Monday, July 19, 2010

Holy Matrimony, Part I of II


In this great Institute, a room was filled with early 20th-Century masters and 30 kinds of cookies, and people I've known for years got very drunk.

I first met Russ in middle school, and from small seeds our friendship grew…particularly after he wrote a paper about me for Mrs. Nord's class in 8th grade. I also like to think he spotted an easy target: I stopped counting how much money I lost to him over the years in NCAA brackets and otherwise, and how many arguments we had concerning capitalism v. socialism. This was more than compensated for by his being a great organizer for sports-watching parties, a fantastic conversationalist, and a really conscientious man with a sense of humor as dry as a good bottle of red wine.

I first met Robyn in high school. She was the exact opposite of Russ: petite, quiet, giggly, and with a pair of brown eyes so wide you could quite easily get lost in them. But as anybody who knows her well could tell you, underneath the feminine exterior is an iron will and a mammoth, solid gold heart. In four years of Honors English I came to admire and care about her very much, and still remember her playing all the female characters in The Great Gatsby for a senior project, and how she beat me in the 2002 Oscar Pool under my own tiebreaker rules.

Because by then she and Russ were together. The story as I heard it was that she liked him, he was resistant, and our mutual friends talked him into it. By some quirk of nature I kept in touch with them both over the years as they finished high school together, finished college together, are now in the process of getting their Ph. D.s together (mathematics for him, philosophy for her), and, on Saturday, became husband and wife.

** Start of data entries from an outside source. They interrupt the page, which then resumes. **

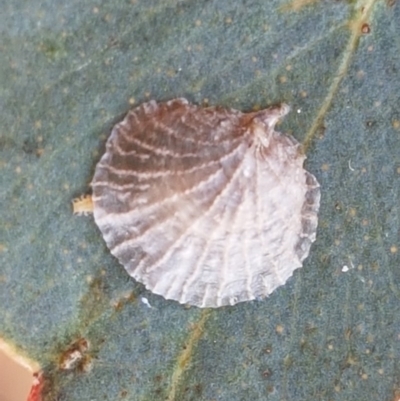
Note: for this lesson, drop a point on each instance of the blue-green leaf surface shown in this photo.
(70, 70)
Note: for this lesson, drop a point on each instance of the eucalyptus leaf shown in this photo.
(70, 70)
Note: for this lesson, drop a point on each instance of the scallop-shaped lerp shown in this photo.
(206, 206)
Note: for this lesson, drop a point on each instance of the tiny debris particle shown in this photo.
(145, 301)
(183, 197)
(365, 28)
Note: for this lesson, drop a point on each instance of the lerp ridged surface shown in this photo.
(206, 206)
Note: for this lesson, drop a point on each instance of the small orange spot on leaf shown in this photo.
(83, 205)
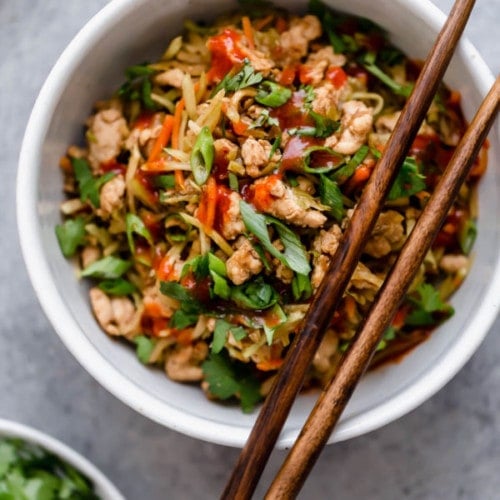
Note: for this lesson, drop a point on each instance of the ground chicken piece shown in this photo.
(112, 195)
(107, 128)
(356, 123)
(225, 149)
(172, 77)
(326, 350)
(325, 245)
(306, 185)
(117, 315)
(327, 98)
(89, 255)
(283, 273)
(327, 54)
(294, 42)
(255, 154)
(183, 364)
(454, 263)
(244, 263)
(387, 235)
(232, 223)
(145, 136)
(285, 204)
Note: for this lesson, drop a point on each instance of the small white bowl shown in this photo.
(102, 486)
(131, 31)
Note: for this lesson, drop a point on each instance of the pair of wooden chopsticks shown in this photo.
(317, 429)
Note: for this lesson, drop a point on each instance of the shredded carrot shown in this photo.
(248, 31)
(211, 201)
(179, 108)
(154, 165)
(162, 139)
(261, 23)
(350, 308)
(271, 364)
(281, 24)
(65, 164)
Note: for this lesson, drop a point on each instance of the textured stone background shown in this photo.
(448, 448)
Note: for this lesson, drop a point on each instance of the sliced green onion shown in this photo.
(202, 156)
(272, 94)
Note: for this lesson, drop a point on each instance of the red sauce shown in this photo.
(222, 206)
(221, 162)
(199, 288)
(113, 166)
(226, 53)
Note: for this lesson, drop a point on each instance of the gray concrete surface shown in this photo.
(449, 448)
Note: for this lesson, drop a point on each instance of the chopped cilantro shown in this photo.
(331, 195)
(257, 295)
(427, 306)
(117, 286)
(71, 235)
(134, 224)
(29, 472)
(408, 181)
(228, 379)
(294, 256)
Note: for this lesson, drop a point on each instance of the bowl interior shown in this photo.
(131, 31)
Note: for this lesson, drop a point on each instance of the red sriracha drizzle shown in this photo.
(226, 53)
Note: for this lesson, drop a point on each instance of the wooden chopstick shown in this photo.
(334, 398)
(276, 407)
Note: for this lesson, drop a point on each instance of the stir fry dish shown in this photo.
(215, 185)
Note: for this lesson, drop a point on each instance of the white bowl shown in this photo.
(130, 31)
(102, 486)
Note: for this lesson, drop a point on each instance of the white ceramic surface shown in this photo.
(128, 31)
(102, 486)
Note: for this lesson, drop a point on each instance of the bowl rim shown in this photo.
(122, 387)
(10, 428)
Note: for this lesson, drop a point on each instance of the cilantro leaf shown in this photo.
(408, 181)
(138, 86)
(228, 379)
(331, 195)
(257, 295)
(71, 235)
(272, 94)
(245, 77)
(117, 286)
(134, 224)
(144, 348)
(294, 256)
(202, 156)
(428, 306)
(301, 287)
(189, 307)
(369, 62)
(89, 185)
(222, 330)
(109, 267)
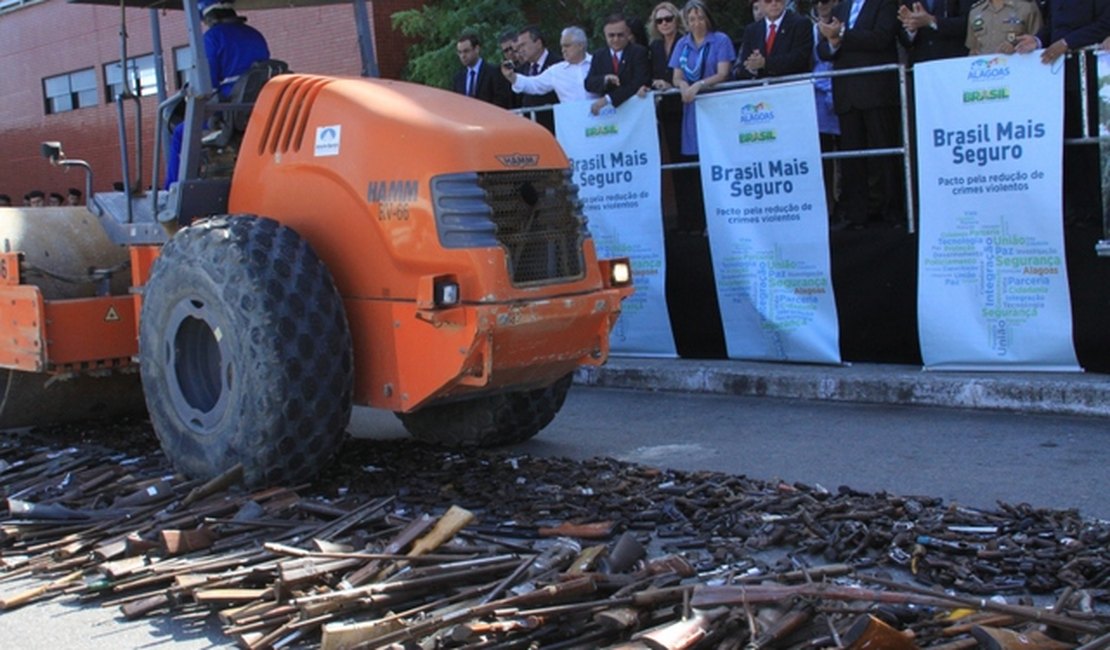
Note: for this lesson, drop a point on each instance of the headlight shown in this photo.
(619, 272)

And as I watched them exchange vows and rings at Our Lady of Mount Carmel, a great solemnity mixed with my welling eyes. For years, until I met the S.O., I had a nervous capacity to sabotage potential relationships by thinking too much of the ramifications: what if she says no and I ruin the friendship? What if we're together a long time and break up? What if we get married? Because I wanted, and still want more than anything, to be a husband and father like Daddy someday. What I know now is that relationships are a happening…they move as they are supposed to move and develop naturally. You can't force it, you can't predict what will come next. You just have to enjoy the good and be strong and pure of heart in the bad. Now I don't worry about ramifications. I'm over the moon with the S.O., and we might be together for a long time or be hating each other's guts next month (GOD DON'T LET THIS BE TRUE). I don't think about that. I think about being happy right now, and that's what matters.

For my dear, dear friends, however, the time had come. And I would wager everything this marriage will end, as Chris Onstad sagely wrote, with one of them in the room watching the other die…both full of peace and contentment and love, love, love…the love I could feel at breakfast that morning when Russ told me about his nerves, and could see in Robyn's eyes during the ceremony.

The reception, by the way, was at the Butler Institute of American Art, and I drank whiskey and wine in the galleries where so many field trips instructed me to revere Sargent and Homer, and a gluttonous Antone's meal was topped off by 30 types of cookies, a thousand-dollar wedding cake (I had one and a half slices, and they were great), and a whole lot of dancing where people I never expected to see get drunk got drunk…and some old high school friends made me realize how good my life still is despite it all…and an usher looked like Alan Rickman…and we did the Electric Slide.

To Mr. Waller and Mrs. Repko-Waller…may your days be filled with a love supreme.